But don't try to bend, shape and mould policies to fit your agenda as a way around something. You are not at your "last resort" yet.


----------



## SeaKingTacco (23 Sep 2015)

Moxo,

First of all, I would like to offer condolences on your situation.

I would urge you not to give up so easily on the CF. if you have already done so, make your situation known to your Div PO and Div O. Ask for an interview with the CO, if you must. I have never known a CO that would not throw every available resource at a situation like yours, especially to prevent you from releasing.

The CF provides you a good stable career to help raise your children. It will not be easier outside the CF, working for industry, to organize your life. In fact- it may be harder.

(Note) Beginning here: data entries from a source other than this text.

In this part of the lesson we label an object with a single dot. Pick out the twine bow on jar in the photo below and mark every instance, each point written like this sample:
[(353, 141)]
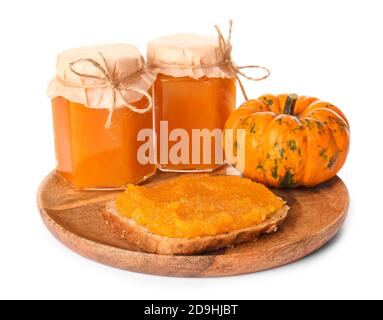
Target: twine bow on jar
[(107, 80), (226, 48)]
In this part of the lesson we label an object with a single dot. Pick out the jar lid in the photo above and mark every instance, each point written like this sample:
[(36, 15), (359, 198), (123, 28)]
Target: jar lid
[(91, 76), (190, 55)]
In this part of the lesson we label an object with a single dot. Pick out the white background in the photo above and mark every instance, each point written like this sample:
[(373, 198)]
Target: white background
[(329, 49)]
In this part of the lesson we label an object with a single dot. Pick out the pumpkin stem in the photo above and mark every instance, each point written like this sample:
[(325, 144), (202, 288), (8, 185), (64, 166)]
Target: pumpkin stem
[(290, 104)]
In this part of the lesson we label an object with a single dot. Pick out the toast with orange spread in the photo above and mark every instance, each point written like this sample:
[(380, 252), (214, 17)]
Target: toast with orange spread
[(192, 213)]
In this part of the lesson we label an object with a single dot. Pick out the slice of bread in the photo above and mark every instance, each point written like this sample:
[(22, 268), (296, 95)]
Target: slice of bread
[(139, 235)]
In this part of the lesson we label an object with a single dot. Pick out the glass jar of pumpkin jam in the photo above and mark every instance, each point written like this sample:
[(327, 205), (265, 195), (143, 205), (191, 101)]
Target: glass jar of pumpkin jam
[(101, 101), (91, 156), (195, 205), (195, 92), (190, 104)]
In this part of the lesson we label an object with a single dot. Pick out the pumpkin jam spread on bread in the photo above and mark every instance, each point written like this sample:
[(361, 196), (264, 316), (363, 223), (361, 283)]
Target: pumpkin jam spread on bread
[(195, 213)]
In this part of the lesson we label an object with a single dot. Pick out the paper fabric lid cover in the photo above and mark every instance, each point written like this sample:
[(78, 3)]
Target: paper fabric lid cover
[(105, 76), (189, 55)]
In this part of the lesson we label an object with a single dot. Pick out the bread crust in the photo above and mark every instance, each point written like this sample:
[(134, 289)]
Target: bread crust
[(129, 230)]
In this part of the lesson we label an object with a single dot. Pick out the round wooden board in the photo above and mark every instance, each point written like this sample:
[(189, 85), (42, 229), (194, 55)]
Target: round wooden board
[(74, 217)]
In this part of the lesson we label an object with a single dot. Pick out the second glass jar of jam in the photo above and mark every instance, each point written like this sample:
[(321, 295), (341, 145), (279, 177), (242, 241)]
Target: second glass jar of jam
[(194, 94)]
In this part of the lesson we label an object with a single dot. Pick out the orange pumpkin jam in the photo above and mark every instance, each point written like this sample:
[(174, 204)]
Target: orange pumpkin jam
[(193, 206)]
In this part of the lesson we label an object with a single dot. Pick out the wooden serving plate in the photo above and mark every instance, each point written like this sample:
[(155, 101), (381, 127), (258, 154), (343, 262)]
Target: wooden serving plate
[(74, 217)]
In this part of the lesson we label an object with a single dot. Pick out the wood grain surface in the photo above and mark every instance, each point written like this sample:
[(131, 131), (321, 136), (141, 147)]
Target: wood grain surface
[(74, 217)]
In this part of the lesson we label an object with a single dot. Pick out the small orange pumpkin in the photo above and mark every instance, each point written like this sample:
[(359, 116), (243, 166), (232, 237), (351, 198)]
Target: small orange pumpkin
[(289, 140)]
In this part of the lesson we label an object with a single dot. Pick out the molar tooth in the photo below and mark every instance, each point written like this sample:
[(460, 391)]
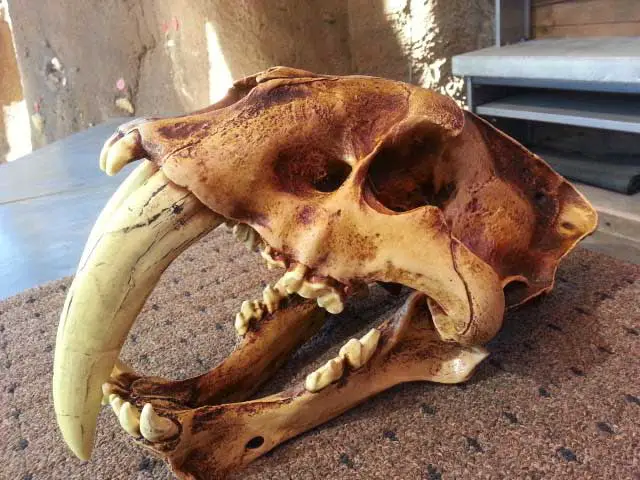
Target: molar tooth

The MFRC is a great resource. The PATA leave (if approved, and I cannot think why not, if you are adopting) gives you time to settle your life out and establish some support networks. As pointed out above, you may be able to get a compassionate posting ashore for a couple of years to reorganize your life.

Good luck.


----------



## mariomike (23 Sep 2015)

Moxo said:
			
		

> Being a single parent is difficult.. being a single parent in the military seems impossible.





			
				Moxo said:
			
		

> I am aware that there are single parents in the military. I honestly don't know how they do it?



Some discussion here,

Single Parenting in the CF  
https://army.ca/forums/threads/50191.0/nowap.html
4 pages.

Single Parents in the Military  
http://army.ca/forums/threads/50433.0;nowap

Single Parenthood  
http://forums.army.ca/forums/threads/105007.0/nowap.html



			
				Moxo said:
			
		

> What would I do with my children if I need to go to sea, or if i got deployed for 6 months.

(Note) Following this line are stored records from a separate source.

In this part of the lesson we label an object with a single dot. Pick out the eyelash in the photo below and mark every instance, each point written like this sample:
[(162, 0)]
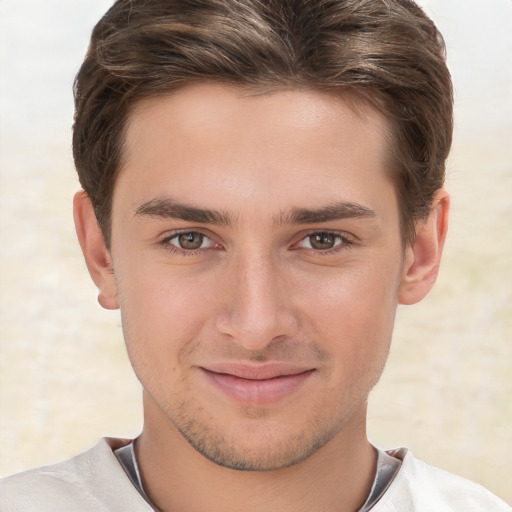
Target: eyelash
[(345, 242)]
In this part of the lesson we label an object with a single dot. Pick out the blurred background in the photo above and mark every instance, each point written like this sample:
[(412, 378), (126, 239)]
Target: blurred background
[(64, 377)]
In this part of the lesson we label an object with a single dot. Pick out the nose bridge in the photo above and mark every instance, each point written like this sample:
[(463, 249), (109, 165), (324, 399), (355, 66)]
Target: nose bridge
[(257, 311)]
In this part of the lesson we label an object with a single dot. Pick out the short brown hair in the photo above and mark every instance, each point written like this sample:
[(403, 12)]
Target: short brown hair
[(387, 52)]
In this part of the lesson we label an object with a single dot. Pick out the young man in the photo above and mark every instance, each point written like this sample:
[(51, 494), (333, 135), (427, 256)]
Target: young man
[(262, 187)]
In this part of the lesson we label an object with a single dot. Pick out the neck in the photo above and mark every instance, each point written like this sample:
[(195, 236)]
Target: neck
[(337, 477)]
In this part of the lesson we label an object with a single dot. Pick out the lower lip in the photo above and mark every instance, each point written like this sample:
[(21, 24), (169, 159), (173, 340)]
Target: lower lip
[(257, 392)]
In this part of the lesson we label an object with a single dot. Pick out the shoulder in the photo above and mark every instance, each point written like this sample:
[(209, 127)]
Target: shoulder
[(419, 487), (91, 481)]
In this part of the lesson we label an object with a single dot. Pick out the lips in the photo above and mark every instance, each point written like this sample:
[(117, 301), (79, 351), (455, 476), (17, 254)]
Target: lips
[(257, 384)]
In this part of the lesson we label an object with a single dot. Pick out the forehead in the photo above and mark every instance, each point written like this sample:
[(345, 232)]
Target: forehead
[(219, 144)]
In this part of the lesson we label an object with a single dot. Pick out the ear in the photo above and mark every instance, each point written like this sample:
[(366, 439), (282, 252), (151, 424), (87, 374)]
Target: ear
[(423, 256), (97, 256)]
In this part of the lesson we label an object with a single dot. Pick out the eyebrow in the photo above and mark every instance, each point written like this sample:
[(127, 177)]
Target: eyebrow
[(168, 208), (336, 211)]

Single fathers in Infantry trade... experiences, thoughts? 
http://army.ca/forums/threads/98758.0
( This is Army, but may have some things in common with single fathers in the Navy. )


----------



## Moxo (23 Sep 2015)

SeaKingTacco said:
			
		

> Moxo,
> 
> First of all, I would like to offer condolences on your situation.
> 
> ...



No I have certainly not given up. I know I would have issues balancing life/work in the civy world. I do want to find a way to make it work, and if money wasn't an issue I would simply hire someone to look after my children while I was away. My CoC is aware of my situation. I have had discussions with my Div O, but in the end it is up to me to figure out a way to make everything work. 

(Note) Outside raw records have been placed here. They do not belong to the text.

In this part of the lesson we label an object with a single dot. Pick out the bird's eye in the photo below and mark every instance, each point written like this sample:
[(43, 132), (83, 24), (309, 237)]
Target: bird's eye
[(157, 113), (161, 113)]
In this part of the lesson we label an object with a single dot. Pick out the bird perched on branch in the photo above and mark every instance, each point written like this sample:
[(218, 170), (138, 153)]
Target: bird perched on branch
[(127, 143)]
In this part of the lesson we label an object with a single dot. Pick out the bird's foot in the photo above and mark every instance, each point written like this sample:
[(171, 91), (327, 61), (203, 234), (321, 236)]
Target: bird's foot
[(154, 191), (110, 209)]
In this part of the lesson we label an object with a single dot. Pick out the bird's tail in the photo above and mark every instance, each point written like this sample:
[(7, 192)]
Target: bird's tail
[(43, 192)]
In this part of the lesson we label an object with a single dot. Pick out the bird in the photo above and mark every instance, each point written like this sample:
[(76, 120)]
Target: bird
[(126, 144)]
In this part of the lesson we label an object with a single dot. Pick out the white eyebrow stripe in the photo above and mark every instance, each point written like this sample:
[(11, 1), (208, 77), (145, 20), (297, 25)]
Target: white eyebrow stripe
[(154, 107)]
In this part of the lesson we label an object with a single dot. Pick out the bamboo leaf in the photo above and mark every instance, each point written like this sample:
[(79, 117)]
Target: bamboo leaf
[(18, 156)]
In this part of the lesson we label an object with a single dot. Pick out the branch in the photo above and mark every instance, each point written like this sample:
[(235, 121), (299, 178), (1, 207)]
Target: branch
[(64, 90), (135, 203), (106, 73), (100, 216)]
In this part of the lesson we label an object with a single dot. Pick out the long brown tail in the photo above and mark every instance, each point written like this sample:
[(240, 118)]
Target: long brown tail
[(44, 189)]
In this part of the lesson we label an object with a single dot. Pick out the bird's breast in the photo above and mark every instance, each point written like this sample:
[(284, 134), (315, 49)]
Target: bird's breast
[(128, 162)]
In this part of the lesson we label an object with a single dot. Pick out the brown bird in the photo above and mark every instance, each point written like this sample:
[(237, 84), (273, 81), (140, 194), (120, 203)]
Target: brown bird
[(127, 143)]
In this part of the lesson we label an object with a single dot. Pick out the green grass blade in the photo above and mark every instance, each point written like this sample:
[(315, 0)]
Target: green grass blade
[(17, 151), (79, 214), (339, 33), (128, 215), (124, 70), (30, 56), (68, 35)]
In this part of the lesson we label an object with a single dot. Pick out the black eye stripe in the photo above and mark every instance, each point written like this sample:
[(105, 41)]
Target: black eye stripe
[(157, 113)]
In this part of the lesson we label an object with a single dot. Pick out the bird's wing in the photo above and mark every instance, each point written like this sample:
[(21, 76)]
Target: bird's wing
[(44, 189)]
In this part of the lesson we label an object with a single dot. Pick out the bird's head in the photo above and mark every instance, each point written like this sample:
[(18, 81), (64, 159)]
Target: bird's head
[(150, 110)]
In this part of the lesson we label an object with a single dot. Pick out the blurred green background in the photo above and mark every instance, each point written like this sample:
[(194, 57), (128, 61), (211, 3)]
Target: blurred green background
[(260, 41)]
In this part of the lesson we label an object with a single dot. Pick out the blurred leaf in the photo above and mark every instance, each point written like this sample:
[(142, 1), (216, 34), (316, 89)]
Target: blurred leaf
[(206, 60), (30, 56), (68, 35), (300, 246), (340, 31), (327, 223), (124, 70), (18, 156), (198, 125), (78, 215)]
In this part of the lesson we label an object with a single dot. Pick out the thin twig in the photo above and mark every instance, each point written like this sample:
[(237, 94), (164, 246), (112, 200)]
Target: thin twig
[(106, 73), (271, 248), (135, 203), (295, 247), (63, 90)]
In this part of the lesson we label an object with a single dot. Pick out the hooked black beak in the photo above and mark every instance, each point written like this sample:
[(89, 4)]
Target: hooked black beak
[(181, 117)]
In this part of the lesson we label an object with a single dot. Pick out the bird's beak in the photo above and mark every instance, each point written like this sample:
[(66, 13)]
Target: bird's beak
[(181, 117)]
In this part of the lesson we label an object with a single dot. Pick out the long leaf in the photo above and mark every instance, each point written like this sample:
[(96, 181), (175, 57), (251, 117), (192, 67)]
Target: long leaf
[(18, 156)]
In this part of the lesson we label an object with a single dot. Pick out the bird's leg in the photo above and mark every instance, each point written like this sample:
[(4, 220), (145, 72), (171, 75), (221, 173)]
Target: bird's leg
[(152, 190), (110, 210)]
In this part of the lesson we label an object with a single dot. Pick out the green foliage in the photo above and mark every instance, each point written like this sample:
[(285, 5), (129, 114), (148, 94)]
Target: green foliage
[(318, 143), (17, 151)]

Wether or not I get to take parental leave is not going to affect my decision to adopt my step daughter. It is what we both want. I simply wanted to know if Parental leave would even be an option I'm my case. I know to some it seems like I'm trying to twist or bend rules and policies. But I was just asking a question. I thought I'd ask here before making an appointent with the mata/pata clerk.


----------



## Pusser (23 Sep 2015)

As others have already said, many condolences for your loss.

In the short term, you should certainly be able to get some compassionate leave in order to try and sort some details.  Another option to consider is a compassionate posting.  This would see you posted to a static shore position for a number of years in order to put plans in place.  There are career implications (cannot be promoted while on a compassionate posting), but it does provide some stability as you cannot be deployed either.  A compassionate posting also does not necessarily have to be within your trade.

Engage your divisional system.  It is there to help you and in my 30+ years in the Navy, I have never met a CO/XO/COXN, etc who would not bend over backwards in a case like this.

Good luck and hang in there.


----------



## mariomike (23 Sep 2015)

Moxo said:
			
		

> I thought I'd ask here before making an appointent with the mata/pata clerk.



In case you have not already read it, you may find this discussion of interest,

All Things MATA/PATA (merged)
http://army.ca/forums/threads/39902.150
7 pages.


----------